Miss Chubb looked up, and shook her forefinger archly.
"Now, Dr. Bodkin, I will not be catechised; you can't give me an imposition, you know. And as to Lucretius, beyond the fact that he was a Roman emperor, who ate and drank a great deal, I honestly own that I know very little about him."
This time the doctor was effectually silenced. He stood with his eyes rolling from Mr. Diamond to the curate, and from the curate to Algy, as though mutely protesting against the utterance of such things under the very roof of the grammar school. But he said not a syllable.
Mr. Diamond had looked at Minnie with an amused smile, expecting to meet an answering glance of amusement at Miss Chubb's speech. But the fringed eyelids hung heavily over the beautiful dark eyes, which were wont to meet his own with such quick sympathy. Mr. Diamond felt a little shock of disappointment. Without giving himself much account of the matter, he had come to consider Miss Bodkin and himself as the only two persons in the little coterie who had an intellectual point of view in common on many topics. The circumstance that Miss Bodkin was a very beautiful and interesting woman, certainly added a flattering charm to this communion of minds. He had almost grown to look upon her attention and sympathy as peculiarly his own—things to which he had a right. And the unsmiling, listless face which now met his gaze, gave him the same blank feeling that we experience on finding a well-known window, accustomed to present gay flowers to the passers-by, all at once grown death-like with a down-drawn ghastly blind.

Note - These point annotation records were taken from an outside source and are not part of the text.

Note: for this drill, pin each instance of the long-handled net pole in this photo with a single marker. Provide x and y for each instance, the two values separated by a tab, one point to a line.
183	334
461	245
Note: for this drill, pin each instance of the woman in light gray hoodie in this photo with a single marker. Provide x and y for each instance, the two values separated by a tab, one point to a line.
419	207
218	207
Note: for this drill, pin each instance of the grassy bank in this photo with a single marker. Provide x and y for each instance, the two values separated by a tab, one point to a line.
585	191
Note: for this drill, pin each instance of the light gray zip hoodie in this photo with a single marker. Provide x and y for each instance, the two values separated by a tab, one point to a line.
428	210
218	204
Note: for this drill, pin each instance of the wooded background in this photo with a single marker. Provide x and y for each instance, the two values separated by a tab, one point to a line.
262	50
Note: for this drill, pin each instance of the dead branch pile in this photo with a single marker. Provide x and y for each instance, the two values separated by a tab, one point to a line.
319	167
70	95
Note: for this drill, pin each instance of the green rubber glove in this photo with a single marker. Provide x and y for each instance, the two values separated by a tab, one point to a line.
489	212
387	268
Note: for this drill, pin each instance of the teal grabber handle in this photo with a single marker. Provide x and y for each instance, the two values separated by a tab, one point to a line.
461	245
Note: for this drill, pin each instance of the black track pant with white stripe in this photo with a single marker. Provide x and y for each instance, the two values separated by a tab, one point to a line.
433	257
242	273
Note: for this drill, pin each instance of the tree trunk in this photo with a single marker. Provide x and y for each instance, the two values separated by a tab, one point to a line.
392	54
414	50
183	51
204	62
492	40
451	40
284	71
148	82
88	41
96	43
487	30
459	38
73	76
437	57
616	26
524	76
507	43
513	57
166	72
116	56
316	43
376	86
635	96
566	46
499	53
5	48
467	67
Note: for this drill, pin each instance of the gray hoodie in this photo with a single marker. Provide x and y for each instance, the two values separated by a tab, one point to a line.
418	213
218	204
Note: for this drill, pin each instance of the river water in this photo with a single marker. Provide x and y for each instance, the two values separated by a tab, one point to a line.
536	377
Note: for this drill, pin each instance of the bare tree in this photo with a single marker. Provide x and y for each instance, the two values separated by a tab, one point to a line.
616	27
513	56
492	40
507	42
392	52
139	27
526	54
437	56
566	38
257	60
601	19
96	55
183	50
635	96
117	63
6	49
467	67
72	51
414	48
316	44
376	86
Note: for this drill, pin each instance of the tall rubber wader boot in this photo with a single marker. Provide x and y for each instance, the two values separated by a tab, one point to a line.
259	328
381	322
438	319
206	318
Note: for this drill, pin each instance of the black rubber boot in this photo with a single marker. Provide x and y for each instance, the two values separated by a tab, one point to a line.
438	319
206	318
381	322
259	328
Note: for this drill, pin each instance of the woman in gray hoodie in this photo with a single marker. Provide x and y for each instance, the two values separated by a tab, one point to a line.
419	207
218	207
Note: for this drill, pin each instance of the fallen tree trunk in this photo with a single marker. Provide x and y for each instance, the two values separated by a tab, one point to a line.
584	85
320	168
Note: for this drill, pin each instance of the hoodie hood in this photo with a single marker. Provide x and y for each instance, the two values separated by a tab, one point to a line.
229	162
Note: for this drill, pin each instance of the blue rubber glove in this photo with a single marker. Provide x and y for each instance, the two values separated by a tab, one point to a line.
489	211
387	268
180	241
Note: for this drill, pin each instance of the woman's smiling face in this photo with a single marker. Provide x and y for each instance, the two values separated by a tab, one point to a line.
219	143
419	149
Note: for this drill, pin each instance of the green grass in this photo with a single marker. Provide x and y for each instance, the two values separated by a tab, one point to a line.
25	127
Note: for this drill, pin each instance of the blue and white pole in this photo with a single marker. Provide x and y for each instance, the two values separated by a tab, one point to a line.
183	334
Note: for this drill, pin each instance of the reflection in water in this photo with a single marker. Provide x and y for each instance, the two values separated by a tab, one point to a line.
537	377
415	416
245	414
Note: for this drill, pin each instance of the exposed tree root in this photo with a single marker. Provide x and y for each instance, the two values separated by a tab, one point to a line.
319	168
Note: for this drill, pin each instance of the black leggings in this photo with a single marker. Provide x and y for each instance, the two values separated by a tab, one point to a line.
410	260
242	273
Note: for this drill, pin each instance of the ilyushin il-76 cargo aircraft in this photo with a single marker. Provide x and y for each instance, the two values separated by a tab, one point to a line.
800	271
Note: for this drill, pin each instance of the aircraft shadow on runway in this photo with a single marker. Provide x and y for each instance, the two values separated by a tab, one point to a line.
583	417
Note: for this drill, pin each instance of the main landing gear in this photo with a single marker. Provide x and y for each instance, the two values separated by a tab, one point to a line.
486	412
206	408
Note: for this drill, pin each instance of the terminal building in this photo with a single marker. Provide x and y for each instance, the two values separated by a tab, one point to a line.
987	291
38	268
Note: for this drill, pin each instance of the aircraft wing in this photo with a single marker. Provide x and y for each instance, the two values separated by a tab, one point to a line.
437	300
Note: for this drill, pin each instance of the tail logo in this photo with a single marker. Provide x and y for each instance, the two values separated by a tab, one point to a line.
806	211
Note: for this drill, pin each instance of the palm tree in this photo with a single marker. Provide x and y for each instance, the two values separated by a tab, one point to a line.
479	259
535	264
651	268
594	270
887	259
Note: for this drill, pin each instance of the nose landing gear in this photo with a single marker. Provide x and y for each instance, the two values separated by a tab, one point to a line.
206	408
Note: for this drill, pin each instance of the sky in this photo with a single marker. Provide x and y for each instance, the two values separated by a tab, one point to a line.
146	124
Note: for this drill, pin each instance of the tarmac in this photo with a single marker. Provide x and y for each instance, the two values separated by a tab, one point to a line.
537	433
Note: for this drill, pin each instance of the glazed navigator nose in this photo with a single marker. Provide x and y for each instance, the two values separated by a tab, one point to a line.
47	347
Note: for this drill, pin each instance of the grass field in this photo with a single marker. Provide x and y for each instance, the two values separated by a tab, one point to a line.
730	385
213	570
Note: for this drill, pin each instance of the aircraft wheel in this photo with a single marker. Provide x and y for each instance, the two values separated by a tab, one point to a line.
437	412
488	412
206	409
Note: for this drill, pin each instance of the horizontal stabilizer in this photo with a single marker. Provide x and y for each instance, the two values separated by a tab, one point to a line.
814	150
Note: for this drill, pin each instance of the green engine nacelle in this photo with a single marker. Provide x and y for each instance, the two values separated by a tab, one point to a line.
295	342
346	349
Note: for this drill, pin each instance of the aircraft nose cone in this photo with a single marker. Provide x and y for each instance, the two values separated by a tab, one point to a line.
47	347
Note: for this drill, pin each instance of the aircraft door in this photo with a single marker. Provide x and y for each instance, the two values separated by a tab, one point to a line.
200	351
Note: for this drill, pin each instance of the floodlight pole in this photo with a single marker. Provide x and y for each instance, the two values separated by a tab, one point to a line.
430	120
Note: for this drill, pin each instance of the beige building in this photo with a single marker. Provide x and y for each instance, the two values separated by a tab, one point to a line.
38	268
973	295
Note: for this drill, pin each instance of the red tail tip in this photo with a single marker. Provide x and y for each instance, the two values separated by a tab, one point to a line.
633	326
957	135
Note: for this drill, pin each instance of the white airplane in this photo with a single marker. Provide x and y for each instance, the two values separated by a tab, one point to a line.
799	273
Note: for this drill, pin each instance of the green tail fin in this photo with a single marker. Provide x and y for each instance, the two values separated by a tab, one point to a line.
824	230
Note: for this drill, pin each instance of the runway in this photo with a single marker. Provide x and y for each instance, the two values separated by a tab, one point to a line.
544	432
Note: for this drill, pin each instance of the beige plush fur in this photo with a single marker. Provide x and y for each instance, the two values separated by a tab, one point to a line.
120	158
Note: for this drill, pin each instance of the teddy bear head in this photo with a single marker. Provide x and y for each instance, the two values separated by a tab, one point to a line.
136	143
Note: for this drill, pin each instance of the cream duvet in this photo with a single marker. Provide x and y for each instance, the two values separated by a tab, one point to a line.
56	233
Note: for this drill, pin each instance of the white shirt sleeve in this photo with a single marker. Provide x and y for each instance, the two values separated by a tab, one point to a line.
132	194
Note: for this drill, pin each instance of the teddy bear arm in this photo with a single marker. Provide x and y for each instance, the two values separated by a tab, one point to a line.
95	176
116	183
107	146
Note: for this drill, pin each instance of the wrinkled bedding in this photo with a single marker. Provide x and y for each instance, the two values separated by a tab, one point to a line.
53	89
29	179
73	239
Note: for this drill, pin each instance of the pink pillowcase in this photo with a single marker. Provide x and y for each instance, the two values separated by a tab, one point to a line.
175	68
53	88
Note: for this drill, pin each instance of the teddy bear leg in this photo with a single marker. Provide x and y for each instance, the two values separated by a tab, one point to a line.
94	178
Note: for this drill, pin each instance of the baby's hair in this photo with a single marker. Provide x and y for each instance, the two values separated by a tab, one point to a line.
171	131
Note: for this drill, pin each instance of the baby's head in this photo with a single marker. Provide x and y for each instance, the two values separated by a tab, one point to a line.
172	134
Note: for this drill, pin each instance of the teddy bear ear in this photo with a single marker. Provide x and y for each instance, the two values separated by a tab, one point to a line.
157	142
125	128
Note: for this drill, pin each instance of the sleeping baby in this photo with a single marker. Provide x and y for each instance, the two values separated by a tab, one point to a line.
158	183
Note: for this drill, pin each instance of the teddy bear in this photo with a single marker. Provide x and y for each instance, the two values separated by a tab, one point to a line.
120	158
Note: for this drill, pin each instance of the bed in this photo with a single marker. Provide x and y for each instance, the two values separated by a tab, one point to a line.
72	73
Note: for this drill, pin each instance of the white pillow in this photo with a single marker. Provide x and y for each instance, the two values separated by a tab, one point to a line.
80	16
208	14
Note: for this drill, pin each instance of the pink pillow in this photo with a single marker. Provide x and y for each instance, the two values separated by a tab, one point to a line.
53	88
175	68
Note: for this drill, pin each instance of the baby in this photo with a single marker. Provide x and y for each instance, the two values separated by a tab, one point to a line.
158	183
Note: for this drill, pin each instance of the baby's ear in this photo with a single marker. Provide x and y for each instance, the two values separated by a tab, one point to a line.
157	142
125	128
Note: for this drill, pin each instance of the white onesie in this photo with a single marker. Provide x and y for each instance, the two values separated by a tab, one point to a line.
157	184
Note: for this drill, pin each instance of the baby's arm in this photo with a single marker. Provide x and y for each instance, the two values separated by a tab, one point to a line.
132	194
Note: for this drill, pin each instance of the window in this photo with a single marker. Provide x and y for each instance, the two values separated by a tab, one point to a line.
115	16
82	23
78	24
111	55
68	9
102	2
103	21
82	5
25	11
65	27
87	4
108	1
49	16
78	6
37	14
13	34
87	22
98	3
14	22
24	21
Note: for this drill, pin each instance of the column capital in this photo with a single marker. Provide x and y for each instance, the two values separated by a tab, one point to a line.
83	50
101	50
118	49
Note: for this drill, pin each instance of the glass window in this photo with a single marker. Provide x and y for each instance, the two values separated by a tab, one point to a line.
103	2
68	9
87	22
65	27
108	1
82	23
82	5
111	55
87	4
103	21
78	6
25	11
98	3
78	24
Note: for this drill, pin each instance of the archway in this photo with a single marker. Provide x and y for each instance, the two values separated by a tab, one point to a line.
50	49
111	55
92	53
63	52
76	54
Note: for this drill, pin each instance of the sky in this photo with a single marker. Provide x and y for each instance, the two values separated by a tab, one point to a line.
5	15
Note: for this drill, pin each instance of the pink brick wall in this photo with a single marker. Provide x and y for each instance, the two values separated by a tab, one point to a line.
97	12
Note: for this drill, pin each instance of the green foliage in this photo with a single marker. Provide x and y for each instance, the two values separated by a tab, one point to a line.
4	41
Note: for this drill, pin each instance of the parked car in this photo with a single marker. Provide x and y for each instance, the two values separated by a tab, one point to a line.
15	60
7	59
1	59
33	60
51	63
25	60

Mr. Diamond looked at Minnie again, and was struck with the expression of suffering on her face. He knew she disliked being condoled with about her health; so he said gently, "I think Errington's departure is depressing us all. Even Miss Bodkin looks dull."
Minnie lifted her eyelids now, and her wan look of suffering was rather enhanced by the view of those bright, wistful eyes.
"I think Errington is an enviable fellow," continued Mr. Diamond.
"So do I. He is going away."
"That's a hard saying for us, who are to remain behind, Miss Bodkin! But I meant—and I think you know that I meant—he is enviable because he will be so much regretted."